Intravenous iron isomaltoside improves hemoglobin concentration and iron stores in female iron‐deficient blood donors: a randomized double‐blind placebo‐controlled clinical trial

• Published in: Transfusion (Philadelphia, Pa.) Vol. 58; no. 4; pp. 974 - 981
• Main Authors: Gybel‐Brask, Mikkel, Seeberg, Jens, Thomsen, Lars L., Johansson, Pär I.
• Format: Journal Article
• Language: English
• Published: United States Wiley Subscription Services, Inc 01.04.2018
• Subjects: Adolescent; Adult; Anemia, Iron-Deficiency - blood; Anemia, Iron-Deficiency - complications; Anemia, Iron-Deficiency - drug therapy; Blood; Blood & organ donations; Blood Donors; Clinical trials; Disaccharides - administration & dosage; Disaccharides - adverse effects; Disaccharides - therapeutic use; Double-Blind Method; Double-blind studies; Fatigue; Fatigue - etiology; Female; Ferric Compounds - administration & dosage; Ferric Compounds - adverse effects; Ferric Compounds - therapeutic use; Ferritin; Ferritins - blood; Hematinics - administration & dosage; Hematinics - adverse effects; Hematinics - therapeutic use; Hemoglobin; Hemoglobins - analysis; Humans; Infusions, Intravenous; Intravenous administration; Iron; Iron - blood; Iron deficiency; Menstruation; Prospective Studies; Randomization; Safety; Side effects; Stores; Transferrin; Transferrins; Young Adult
• ISSN: 0041-1132; 1537-2995; 1537-2995
• DOI: 10.1111/trf.14521

BACKGROUND This trial evaluated the efficacy and safety of intravenous (IV) iron isomaltoside (Monofer) in comparison with placebo in first‐time female blood donors. STUDY DESIGN AND METHODS The trial was a prospective, double blind, placebo‐controlled, randomized, comparative, single‐center trial of 85 first‐time female blood donors.
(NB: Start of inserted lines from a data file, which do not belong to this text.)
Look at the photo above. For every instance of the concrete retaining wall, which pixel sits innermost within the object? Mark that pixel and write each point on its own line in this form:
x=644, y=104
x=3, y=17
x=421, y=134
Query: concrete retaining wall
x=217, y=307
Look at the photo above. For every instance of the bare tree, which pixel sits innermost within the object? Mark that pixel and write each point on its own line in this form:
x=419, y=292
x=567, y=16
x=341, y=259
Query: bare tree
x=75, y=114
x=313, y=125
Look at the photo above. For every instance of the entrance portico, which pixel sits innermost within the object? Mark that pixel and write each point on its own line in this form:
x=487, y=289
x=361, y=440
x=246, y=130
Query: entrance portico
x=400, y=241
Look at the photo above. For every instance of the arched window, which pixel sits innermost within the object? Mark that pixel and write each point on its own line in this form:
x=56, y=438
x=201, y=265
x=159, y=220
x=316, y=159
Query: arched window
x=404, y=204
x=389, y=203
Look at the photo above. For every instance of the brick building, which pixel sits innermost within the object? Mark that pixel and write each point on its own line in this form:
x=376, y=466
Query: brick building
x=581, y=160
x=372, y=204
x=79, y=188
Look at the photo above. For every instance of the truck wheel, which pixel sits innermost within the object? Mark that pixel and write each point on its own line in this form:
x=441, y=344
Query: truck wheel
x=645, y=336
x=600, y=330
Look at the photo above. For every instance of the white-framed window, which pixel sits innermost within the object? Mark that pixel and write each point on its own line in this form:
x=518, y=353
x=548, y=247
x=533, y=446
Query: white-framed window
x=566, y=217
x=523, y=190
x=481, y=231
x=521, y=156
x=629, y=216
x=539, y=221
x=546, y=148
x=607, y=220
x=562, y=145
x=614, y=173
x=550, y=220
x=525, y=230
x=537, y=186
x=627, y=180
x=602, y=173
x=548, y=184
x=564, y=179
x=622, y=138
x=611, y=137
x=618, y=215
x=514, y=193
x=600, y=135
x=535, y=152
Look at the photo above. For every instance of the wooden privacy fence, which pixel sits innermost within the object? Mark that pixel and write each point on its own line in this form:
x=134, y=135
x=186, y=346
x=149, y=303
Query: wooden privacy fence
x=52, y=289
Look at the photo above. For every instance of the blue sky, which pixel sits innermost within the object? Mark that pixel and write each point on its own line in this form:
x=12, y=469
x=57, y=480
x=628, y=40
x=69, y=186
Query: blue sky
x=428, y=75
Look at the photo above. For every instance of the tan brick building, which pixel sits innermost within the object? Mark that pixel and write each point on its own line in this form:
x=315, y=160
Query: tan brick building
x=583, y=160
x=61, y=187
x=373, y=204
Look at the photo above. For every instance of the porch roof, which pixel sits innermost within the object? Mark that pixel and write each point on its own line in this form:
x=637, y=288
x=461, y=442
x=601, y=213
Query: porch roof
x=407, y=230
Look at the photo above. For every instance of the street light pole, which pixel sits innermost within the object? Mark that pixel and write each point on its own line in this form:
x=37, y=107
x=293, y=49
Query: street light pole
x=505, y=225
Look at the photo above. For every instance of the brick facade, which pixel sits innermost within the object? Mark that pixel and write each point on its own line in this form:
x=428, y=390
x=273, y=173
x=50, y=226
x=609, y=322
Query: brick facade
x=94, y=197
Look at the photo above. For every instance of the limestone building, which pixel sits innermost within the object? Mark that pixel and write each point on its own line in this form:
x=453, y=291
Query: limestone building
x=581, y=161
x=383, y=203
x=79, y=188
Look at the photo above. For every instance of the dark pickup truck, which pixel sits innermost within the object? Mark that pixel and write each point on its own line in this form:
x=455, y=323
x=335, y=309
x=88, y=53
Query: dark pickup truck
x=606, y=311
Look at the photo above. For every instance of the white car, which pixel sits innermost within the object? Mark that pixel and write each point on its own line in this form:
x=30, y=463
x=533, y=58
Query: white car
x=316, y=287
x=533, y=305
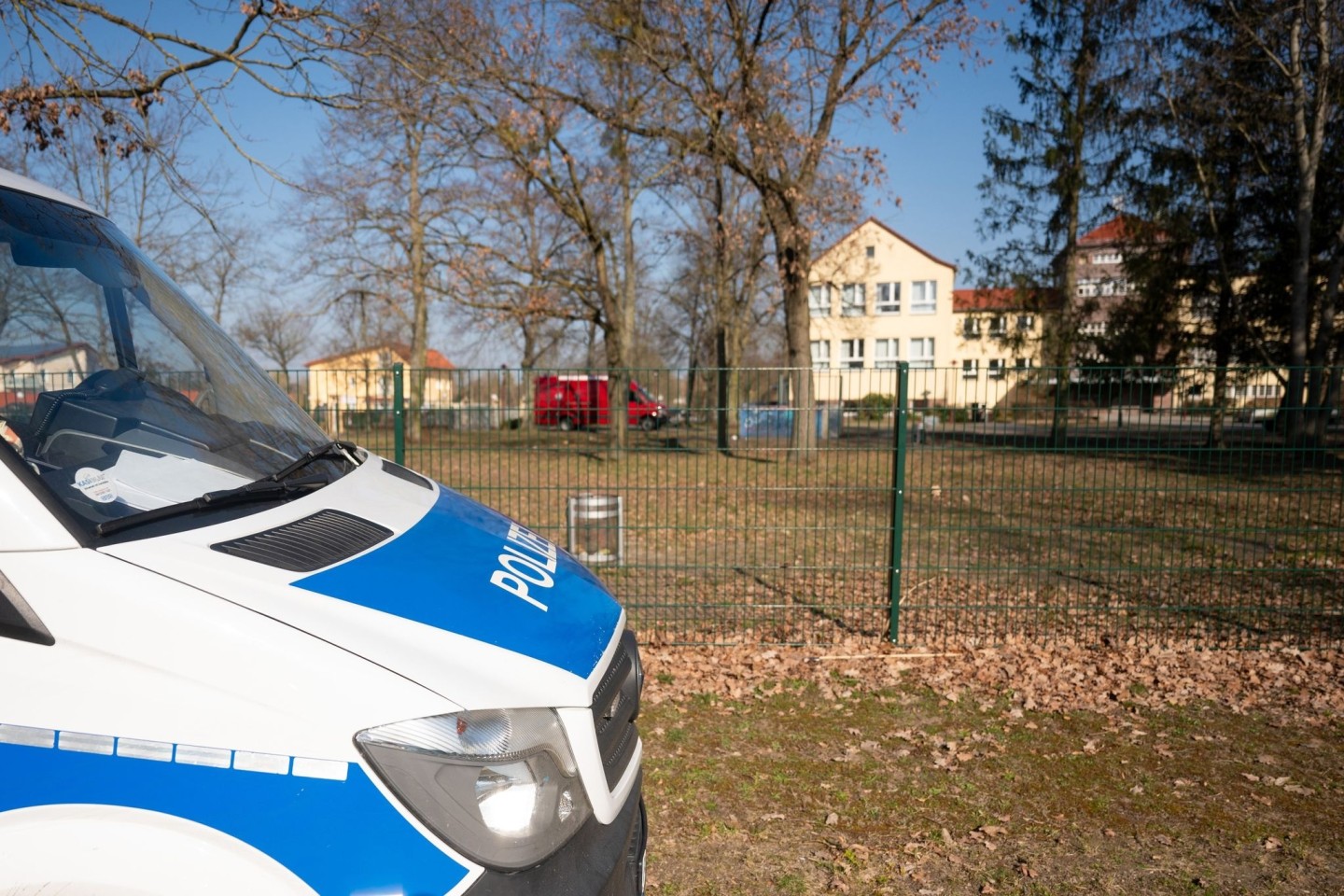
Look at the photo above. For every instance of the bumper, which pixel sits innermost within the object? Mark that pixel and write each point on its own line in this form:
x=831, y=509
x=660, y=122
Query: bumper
x=602, y=860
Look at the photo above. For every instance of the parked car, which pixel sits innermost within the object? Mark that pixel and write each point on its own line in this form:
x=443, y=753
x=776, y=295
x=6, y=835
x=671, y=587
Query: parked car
x=582, y=400
x=242, y=658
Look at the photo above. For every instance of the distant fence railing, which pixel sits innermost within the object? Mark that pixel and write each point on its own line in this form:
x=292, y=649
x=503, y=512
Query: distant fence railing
x=933, y=504
x=929, y=505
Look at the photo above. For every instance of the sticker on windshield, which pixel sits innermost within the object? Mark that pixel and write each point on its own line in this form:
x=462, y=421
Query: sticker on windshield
x=95, y=485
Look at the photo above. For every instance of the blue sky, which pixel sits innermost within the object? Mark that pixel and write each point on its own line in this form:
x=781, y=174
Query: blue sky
x=929, y=193
x=933, y=164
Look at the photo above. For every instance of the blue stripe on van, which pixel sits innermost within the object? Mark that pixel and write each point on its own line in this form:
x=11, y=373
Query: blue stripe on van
x=338, y=835
x=440, y=569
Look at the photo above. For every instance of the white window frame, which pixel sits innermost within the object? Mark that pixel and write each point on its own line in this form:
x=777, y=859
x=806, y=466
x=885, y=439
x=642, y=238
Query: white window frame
x=851, y=354
x=854, y=300
x=921, y=359
x=883, y=359
x=924, y=297
x=819, y=300
x=889, y=297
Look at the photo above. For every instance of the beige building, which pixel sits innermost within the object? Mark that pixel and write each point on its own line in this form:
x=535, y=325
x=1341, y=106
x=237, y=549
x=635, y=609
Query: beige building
x=343, y=385
x=28, y=370
x=876, y=299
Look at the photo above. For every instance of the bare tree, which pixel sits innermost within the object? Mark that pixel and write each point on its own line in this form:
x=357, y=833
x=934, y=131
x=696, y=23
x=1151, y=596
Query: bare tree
x=1303, y=45
x=513, y=72
x=81, y=61
x=378, y=198
x=758, y=85
x=278, y=330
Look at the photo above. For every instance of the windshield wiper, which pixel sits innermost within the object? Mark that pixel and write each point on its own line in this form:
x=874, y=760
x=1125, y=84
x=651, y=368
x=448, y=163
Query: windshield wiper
x=263, y=489
x=335, y=448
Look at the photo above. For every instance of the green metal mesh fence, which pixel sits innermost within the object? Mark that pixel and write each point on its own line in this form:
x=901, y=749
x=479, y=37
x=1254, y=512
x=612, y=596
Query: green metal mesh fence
x=1094, y=504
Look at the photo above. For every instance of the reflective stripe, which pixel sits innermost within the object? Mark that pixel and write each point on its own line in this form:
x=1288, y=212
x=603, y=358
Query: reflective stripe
x=338, y=834
x=186, y=754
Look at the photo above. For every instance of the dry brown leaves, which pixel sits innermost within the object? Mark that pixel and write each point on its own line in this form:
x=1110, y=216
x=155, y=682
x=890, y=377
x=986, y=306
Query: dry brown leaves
x=1029, y=675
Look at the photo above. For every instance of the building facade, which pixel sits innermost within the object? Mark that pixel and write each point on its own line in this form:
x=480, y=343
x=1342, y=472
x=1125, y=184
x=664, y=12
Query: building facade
x=876, y=299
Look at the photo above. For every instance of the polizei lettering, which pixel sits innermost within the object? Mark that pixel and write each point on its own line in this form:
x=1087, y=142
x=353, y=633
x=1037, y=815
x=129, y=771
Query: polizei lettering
x=527, y=562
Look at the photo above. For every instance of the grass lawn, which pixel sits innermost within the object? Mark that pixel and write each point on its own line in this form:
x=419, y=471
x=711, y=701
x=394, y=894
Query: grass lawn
x=821, y=783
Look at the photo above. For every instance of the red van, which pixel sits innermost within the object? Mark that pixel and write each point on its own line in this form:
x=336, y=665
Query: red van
x=581, y=400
The subjects were randomly assigned 1:1 to either 1000 mg IV iron isomaltoside infusion or placebo. The primary endpoint of the trial was change in hemoglobin (Hb) from baseline to right before the third blood donation. RESULTS The increase in Hb was significantly higher for iron isomaltoside compared with placebo right before both the second blood donation (p = 0.0327) and the third blood donation (primary endpoint, p < 0.0001). Improvements in other iron‐related variables (plasma iron, plasma ferritin, transferrin saturation, and reticulocyte count) in favor of iron isomaltoside were also observed. The trial was not powered on patient‐reported outcomes. However, improvements in iron stores and Hb levels after iron isomaltoside administration were supported by the fact that several of the fatigue symptoms scores showed numerical differences in favor of iron isomaltoside. There were no differences in side effects between the groups. CONCLUSION In iron‐deficient female blood donors a single IV iron isomaltoside administration resulted in an improvement in Hb concentration and iron stores and demonstrated a favorable safety profile comparable to placebo.